Well, I’ve managed to wrest Connor away from his exams for a bit. He’s the author of today’s write-up. Along with diving into today’s write-up, I also suggest you visit Berry-Go-Round #4 at Foothills Fancies weblog. Berry-Go-Round is a weblog carnival devoted to plants.
Many thanks to Michelle Fitterer for today’s photograph.
Rhizomnium glabrescens is a moss that can easily be found in the Nitobe Memorial Garden. It forms a dense, shiny turf under the coverage of the garden’s tiny forest. In Some Common Mosses of Birtish Columbia, W.B. Schofield reports that Rhizomium glabrescens is limited to western North America from California to Alaska and as far west as Montana.
The most striking features of this moss can be seen from this photograph.
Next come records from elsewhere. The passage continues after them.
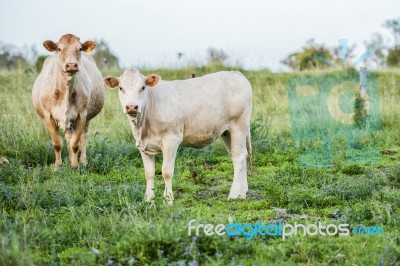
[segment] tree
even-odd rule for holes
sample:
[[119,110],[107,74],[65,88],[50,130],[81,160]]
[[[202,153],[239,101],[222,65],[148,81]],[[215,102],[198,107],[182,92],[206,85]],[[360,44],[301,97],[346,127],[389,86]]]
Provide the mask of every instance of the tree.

The leaves are a pale green colour with a pronounced costa, a central midrib of specialized cells. The costa is made up of a central conducting strand and thick-walled cells called stereids. The central conducting strand functions as a water transport and the stereids provide support for the leaf.
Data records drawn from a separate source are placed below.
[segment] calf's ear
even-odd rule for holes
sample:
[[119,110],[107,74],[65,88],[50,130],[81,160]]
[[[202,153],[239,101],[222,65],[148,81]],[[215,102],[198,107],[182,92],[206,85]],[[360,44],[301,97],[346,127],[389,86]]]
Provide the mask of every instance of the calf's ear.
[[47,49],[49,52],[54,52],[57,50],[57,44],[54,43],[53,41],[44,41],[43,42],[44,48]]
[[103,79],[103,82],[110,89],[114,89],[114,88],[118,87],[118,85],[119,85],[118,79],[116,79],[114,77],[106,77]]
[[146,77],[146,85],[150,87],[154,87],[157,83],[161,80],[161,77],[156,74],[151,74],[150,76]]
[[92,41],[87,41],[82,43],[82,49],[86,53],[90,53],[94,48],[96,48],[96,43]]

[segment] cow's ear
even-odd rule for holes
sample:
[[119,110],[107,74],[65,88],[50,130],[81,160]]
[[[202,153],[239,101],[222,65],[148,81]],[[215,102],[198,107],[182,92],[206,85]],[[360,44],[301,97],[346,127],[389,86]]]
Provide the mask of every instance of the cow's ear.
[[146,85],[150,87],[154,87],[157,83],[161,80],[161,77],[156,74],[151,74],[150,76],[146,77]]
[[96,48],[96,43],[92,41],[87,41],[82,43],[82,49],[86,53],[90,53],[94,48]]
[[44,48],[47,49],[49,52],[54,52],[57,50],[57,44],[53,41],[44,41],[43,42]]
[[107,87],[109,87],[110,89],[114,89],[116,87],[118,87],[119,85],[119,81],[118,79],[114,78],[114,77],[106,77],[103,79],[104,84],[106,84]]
The leaf margin is also well differentiated. Marginal cells are elongate, lack chloroplasts, and are found in multiple layers (multistratose), while the rest of the leaf blade contains chloroplasts and is only one cell layer thick (unistratose). The UBC Biology 321 website provides excellent images of Rhizomnium glabrescens.
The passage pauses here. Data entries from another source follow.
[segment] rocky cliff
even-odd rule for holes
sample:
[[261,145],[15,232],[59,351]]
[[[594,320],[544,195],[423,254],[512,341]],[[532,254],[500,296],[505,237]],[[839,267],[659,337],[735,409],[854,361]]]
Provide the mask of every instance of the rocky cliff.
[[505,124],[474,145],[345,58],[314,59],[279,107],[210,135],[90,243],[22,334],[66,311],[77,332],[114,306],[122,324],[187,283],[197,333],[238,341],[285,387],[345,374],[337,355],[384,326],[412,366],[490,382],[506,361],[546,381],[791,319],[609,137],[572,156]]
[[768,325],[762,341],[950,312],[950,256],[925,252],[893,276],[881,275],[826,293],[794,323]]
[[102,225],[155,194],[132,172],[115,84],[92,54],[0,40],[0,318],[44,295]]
The male plants of Rhizomnium glabrescens possess a rosette of leaves making up the perigonial head. The dark cluster in the centre are many antheridia with paraphyses, sterile filaments of cells. Inside the antheridia, mobile sperm with flagellae are produced. The perigonial head acts as a splash cup, increasing the sperm’s dispersal distance when a raindrop falls on it.